AspectFlow controlCongestion control
Protectsthe receiver (its buffer)the network (router queues)
Signaladvertised window field in every TCP headerinferred: packet loss (timeout, dup ACKs), delay
Mechanismsliding window — sender may have ≤ window unACKed bytescwnd: slow start, congestion avoidance (AIMD), fast retransmit/recovery
Who states the limitreceiver states it explicitlysender estimates it
Exists in UDP?nono

The sender's real transmission limit is min(advertised window, congestion window). The sliding window itself is worth narrating once: bytes to the left of the window are sent-and-ACKed; bytes inside are sent-unACKed or sendable; bytes to the right must wait. As ACKs arrive the left edge slides right — hence the name.

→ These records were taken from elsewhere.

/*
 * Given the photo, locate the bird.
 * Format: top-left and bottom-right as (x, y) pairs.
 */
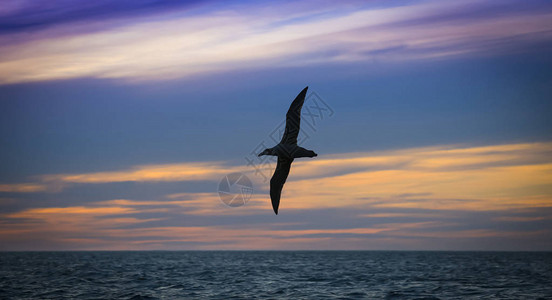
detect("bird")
(258, 86), (318, 215)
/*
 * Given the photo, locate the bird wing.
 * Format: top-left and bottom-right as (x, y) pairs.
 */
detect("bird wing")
(280, 86), (309, 144)
(270, 157), (293, 214)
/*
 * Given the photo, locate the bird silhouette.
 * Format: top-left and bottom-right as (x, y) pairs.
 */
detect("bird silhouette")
(259, 86), (318, 214)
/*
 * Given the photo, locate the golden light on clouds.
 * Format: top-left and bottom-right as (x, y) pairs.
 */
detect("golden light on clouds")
(0, 143), (552, 249)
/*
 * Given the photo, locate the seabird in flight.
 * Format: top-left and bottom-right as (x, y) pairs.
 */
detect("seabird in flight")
(259, 86), (318, 214)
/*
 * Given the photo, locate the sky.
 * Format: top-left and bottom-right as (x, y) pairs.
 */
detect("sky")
(0, 0), (552, 251)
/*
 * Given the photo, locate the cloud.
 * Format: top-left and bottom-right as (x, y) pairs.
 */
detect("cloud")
(0, 1), (552, 84)
(0, 143), (552, 250)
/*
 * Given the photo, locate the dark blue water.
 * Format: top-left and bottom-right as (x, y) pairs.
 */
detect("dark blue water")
(0, 251), (552, 299)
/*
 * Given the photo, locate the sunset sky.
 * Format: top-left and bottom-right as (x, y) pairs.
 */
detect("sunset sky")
(0, 0), (552, 251)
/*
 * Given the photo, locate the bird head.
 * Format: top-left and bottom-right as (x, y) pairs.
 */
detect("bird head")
(258, 149), (272, 157)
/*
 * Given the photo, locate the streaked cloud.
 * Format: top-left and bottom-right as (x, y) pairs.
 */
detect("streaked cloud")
(0, 143), (552, 250)
(0, 0), (552, 84)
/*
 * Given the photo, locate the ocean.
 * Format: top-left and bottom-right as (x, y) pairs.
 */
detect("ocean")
(0, 251), (552, 299)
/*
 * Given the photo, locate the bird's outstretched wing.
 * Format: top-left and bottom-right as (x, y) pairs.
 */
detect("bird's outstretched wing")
(270, 157), (293, 214)
(280, 86), (309, 144)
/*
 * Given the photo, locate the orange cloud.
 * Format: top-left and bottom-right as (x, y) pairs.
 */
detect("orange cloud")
(0, 143), (552, 249)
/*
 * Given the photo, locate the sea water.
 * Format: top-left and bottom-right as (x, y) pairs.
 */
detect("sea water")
(0, 251), (552, 299)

If the receiver's buffer fills, it advertises window 0 and the sender stalls (probing occasionally with window probes — so a single lost window-update can't deadlock the connection).

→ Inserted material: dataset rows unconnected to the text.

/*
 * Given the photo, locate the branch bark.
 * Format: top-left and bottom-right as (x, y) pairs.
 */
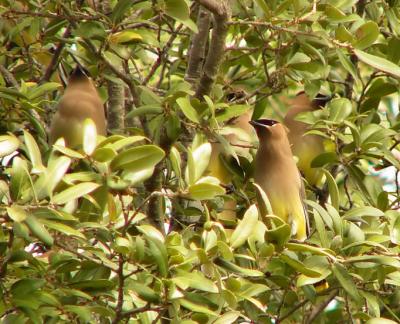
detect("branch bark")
(185, 6), (210, 86)
(307, 289), (338, 323)
(195, 0), (231, 100)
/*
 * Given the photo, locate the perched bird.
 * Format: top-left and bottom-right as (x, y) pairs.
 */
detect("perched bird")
(49, 66), (106, 147)
(283, 92), (331, 186)
(207, 110), (254, 222)
(250, 119), (309, 241)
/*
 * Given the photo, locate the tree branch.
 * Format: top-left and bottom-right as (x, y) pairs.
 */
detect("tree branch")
(185, 6), (210, 85)
(195, 0), (231, 100)
(307, 289), (338, 323)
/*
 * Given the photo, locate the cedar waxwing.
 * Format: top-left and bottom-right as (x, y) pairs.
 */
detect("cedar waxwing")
(49, 66), (106, 147)
(250, 119), (309, 241)
(284, 92), (331, 186)
(207, 111), (254, 221)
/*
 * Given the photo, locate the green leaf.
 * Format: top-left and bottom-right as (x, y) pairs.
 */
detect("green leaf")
(286, 243), (335, 260)
(214, 258), (264, 277)
(179, 299), (218, 316)
(83, 118), (97, 155)
(169, 146), (182, 186)
(164, 0), (189, 21)
(172, 271), (218, 293)
(27, 82), (61, 101)
(327, 98), (352, 123)
(63, 305), (92, 323)
(11, 278), (46, 298)
(53, 145), (85, 159)
(24, 131), (45, 173)
(188, 177), (225, 200)
(110, 0), (133, 23)
(128, 281), (161, 303)
(25, 216), (54, 246)
(322, 169), (340, 210)
(215, 105), (251, 122)
(345, 255), (400, 269)
(353, 21), (380, 50)
(69, 279), (115, 290)
(92, 147), (117, 162)
(212, 312), (241, 324)
(110, 145), (165, 172)
(40, 219), (86, 239)
(230, 205), (258, 249)
(176, 97), (200, 124)
(9, 156), (32, 201)
(332, 263), (362, 303)
(34, 156), (71, 200)
(109, 29), (143, 44)
(354, 49), (400, 78)
(287, 52), (311, 65)
(253, 182), (274, 217)
(279, 252), (322, 278)
(146, 236), (168, 277)
(51, 182), (100, 205)
(311, 152), (339, 168)
(126, 104), (164, 118)
(336, 49), (358, 80)
(305, 200), (333, 248)
(296, 256), (331, 287)
(342, 206), (385, 221)
(6, 205), (28, 223)
(185, 143), (211, 183)
(108, 136), (147, 151)
(0, 135), (19, 158)
(365, 317), (398, 324)
(365, 78), (397, 98)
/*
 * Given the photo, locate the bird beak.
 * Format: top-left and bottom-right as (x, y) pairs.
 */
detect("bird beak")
(249, 119), (278, 129)
(249, 120), (264, 128)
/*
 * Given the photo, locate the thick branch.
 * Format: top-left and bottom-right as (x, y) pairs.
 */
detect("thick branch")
(195, 0), (230, 100)
(107, 81), (125, 132)
(40, 24), (72, 83)
(185, 6), (210, 85)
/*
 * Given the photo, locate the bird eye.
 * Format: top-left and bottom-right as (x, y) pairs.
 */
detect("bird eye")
(258, 119), (278, 126)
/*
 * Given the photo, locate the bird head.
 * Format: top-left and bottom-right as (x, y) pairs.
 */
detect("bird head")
(69, 64), (90, 82)
(249, 119), (286, 139)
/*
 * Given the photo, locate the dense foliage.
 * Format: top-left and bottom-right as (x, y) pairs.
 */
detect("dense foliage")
(0, 0), (400, 323)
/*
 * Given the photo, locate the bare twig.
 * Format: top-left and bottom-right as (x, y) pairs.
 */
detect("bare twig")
(195, 0), (231, 100)
(307, 290), (338, 324)
(112, 254), (125, 324)
(185, 6), (210, 85)
(0, 64), (19, 89)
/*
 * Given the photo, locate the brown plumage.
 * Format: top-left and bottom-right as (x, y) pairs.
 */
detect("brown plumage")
(207, 111), (254, 221)
(284, 92), (331, 186)
(49, 67), (106, 147)
(250, 119), (309, 241)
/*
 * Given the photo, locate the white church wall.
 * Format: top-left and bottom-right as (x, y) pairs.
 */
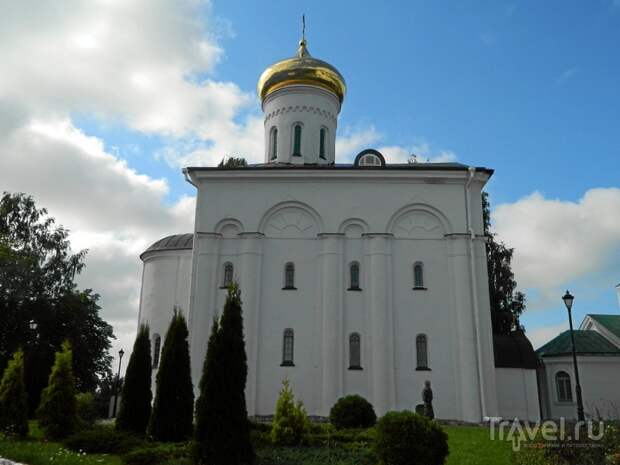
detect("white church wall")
(543, 355), (620, 419)
(139, 250), (191, 392)
(180, 170), (496, 421)
(263, 85), (340, 164)
(495, 368), (540, 421)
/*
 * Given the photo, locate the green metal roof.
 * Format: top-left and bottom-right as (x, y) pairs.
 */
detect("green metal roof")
(588, 313), (620, 337)
(536, 330), (620, 357)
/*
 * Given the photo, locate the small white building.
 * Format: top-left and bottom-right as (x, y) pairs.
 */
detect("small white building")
(536, 285), (620, 420)
(134, 35), (538, 422)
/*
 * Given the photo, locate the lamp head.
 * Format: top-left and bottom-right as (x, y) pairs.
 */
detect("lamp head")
(562, 290), (575, 312)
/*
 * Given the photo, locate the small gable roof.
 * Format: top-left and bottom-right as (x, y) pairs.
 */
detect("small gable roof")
(588, 313), (620, 338)
(536, 330), (620, 357)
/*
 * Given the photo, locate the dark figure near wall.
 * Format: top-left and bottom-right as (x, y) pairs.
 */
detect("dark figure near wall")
(422, 380), (435, 420)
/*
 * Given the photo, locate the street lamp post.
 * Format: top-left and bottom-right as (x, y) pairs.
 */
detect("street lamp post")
(562, 290), (585, 421)
(112, 349), (125, 418)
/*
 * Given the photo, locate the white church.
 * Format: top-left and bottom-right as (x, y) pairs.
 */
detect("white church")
(134, 35), (539, 422)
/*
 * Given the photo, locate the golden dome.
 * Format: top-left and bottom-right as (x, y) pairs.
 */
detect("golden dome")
(258, 38), (347, 102)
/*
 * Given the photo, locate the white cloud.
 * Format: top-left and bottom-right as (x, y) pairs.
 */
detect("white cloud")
(0, 0), (460, 370)
(0, 0), (262, 161)
(336, 126), (382, 163)
(492, 188), (620, 300)
(0, 119), (194, 372)
(527, 322), (568, 349)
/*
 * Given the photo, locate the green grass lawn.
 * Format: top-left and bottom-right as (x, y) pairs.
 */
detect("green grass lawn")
(0, 421), (123, 465)
(0, 422), (511, 465)
(444, 426), (512, 465)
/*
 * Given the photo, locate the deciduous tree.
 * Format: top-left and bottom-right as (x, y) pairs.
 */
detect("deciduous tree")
(482, 192), (526, 334)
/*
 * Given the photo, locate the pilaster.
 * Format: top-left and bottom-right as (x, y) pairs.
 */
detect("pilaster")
(239, 232), (263, 415)
(318, 233), (345, 415)
(363, 233), (395, 415)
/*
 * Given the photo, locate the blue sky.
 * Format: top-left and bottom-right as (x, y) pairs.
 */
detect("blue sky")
(0, 0), (620, 358)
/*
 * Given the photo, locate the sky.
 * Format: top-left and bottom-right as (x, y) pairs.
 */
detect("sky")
(0, 0), (620, 372)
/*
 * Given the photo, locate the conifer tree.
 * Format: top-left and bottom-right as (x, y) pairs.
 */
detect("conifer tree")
(194, 318), (226, 465)
(148, 308), (194, 442)
(0, 350), (28, 436)
(37, 341), (78, 439)
(194, 283), (254, 465)
(482, 192), (526, 334)
(116, 325), (153, 435)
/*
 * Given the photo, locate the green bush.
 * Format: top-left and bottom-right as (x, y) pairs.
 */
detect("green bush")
(122, 443), (192, 465)
(37, 341), (78, 439)
(148, 308), (194, 442)
(75, 392), (97, 428)
(63, 427), (145, 454)
(375, 410), (448, 465)
(271, 379), (310, 446)
(306, 425), (374, 448)
(0, 350), (28, 436)
(116, 325), (153, 435)
(194, 283), (254, 465)
(329, 394), (377, 428)
(256, 447), (377, 465)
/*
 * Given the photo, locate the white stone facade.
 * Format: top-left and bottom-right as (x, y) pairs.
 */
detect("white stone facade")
(133, 42), (531, 422)
(141, 166), (504, 421)
(263, 85), (340, 165)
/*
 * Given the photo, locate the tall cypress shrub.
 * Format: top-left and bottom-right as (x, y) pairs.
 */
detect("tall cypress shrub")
(37, 341), (78, 439)
(0, 350), (28, 436)
(194, 319), (226, 465)
(116, 325), (153, 434)
(194, 283), (255, 465)
(148, 308), (194, 442)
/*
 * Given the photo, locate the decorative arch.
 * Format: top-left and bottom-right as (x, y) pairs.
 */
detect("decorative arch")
(386, 203), (452, 239)
(348, 260), (362, 291)
(338, 218), (369, 237)
(258, 201), (323, 238)
(215, 218), (245, 238)
(349, 333), (362, 370)
(353, 149), (385, 166)
(291, 121), (304, 157)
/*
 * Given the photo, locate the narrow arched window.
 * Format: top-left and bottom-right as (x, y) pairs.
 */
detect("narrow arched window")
(349, 262), (360, 291)
(293, 124), (301, 157)
(413, 262), (424, 289)
(222, 262), (234, 287)
(153, 334), (161, 368)
(282, 328), (295, 366)
(269, 126), (278, 160)
(555, 371), (573, 402)
(284, 262), (295, 289)
(415, 334), (428, 370)
(349, 333), (362, 370)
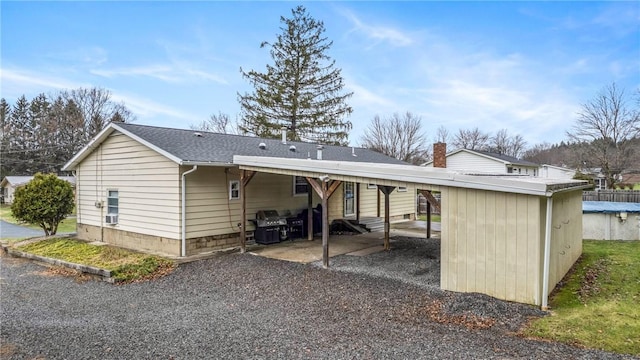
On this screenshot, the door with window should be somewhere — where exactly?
[342,182,356,216]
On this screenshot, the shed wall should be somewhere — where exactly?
[76,132,180,241]
[440,188,541,304]
[541,190,582,293]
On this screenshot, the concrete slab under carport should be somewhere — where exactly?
[249,221,440,263]
[249,232,384,264]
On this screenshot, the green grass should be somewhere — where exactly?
[525,240,640,355]
[18,239,174,281]
[418,214,440,222]
[0,204,76,236]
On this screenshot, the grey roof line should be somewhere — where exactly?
[117,123,406,164]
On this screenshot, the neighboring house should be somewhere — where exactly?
[540,164,576,179]
[582,201,640,240]
[423,149,540,176]
[64,123,416,256]
[0,176,76,204]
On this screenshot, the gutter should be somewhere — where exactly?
[180,165,198,257]
[540,196,553,311]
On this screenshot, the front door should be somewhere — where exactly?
[342,182,356,217]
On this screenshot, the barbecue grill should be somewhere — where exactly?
[253,210,288,245]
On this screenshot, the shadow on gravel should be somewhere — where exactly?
[320,237,548,332]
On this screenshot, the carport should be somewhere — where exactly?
[233,156,587,308]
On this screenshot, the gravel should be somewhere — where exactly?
[0,238,632,359]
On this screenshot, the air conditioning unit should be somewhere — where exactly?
[104,215,118,225]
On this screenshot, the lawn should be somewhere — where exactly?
[418,214,440,222]
[0,204,76,236]
[18,238,175,282]
[525,240,640,355]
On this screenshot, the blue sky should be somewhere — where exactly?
[0,1,640,145]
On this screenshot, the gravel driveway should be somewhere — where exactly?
[0,239,631,359]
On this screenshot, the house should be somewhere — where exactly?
[64,123,416,256]
[64,124,588,308]
[422,143,540,176]
[0,176,76,204]
[539,164,576,179]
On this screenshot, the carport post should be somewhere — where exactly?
[307,175,342,268]
[240,170,256,253]
[307,179,313,241]
[378,185,395,250]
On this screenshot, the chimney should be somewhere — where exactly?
[433,143,447,168]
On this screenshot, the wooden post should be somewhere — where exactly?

1.9 Choosing a transport — the decision table

When the exam says "justify the choice of transport for application X", run this checklist:

If the application needs...ChooseBecause
every byte, in order, eventuallyTCPreliability is the whole product
request/response of one small messageUDP (+ app retry)a handshake costs 1 RTT before byte one; UDP completes in that time
broadcast or multicast deliveryUDPTCP is strictly point-to-point
smooth real-time flow, late data uselessUDP (RTP on top)retransmitted audio arrives too late to play
thousands of tiny clients on one serveroften UDPno per-connection kernel state
message boundaries preservedUDP (or framing over TCP)TCP is a stream

Exam pointers

  • "Explain the TCP three-way handshake and connection termination with a state diagram" — draw the two journeys above; explicitly say four segments for termination and why TIME_WAIT lasts 2·MSL (lost-final-ACK + old-duplicates: both reasons, verbatim).
  • "Differentiate TCP and UDP" — the §1.3 table is the answer; add the stream-boundary warning as your closing sentence.
  • Short-answer favourites: define MSS and relate it to MTU (MSS = MTU − 40 for IPv4); why 576 bytes matters for UDP; which field implements flow control (the 16-bit window).

Check yourself

  1. Which end of a TCP connection enters TIME_WAIT, and what two failures would occur if the state were skipped?
  2. A socket sits in CLOSE_WAIT for hours. What did the remote end do, and what bug does the local application have?
  3. State the sender's effective window when the receiver advertises 32 KB but cwnd is 8 KB.
  4. Why does DNS use UDP for queries but TCP for zone transfers?
  5. One write() of 4000 bytes is read by the peer as 2920 + 1080 bytes. Is this a bug? Which §1.3 property explains it?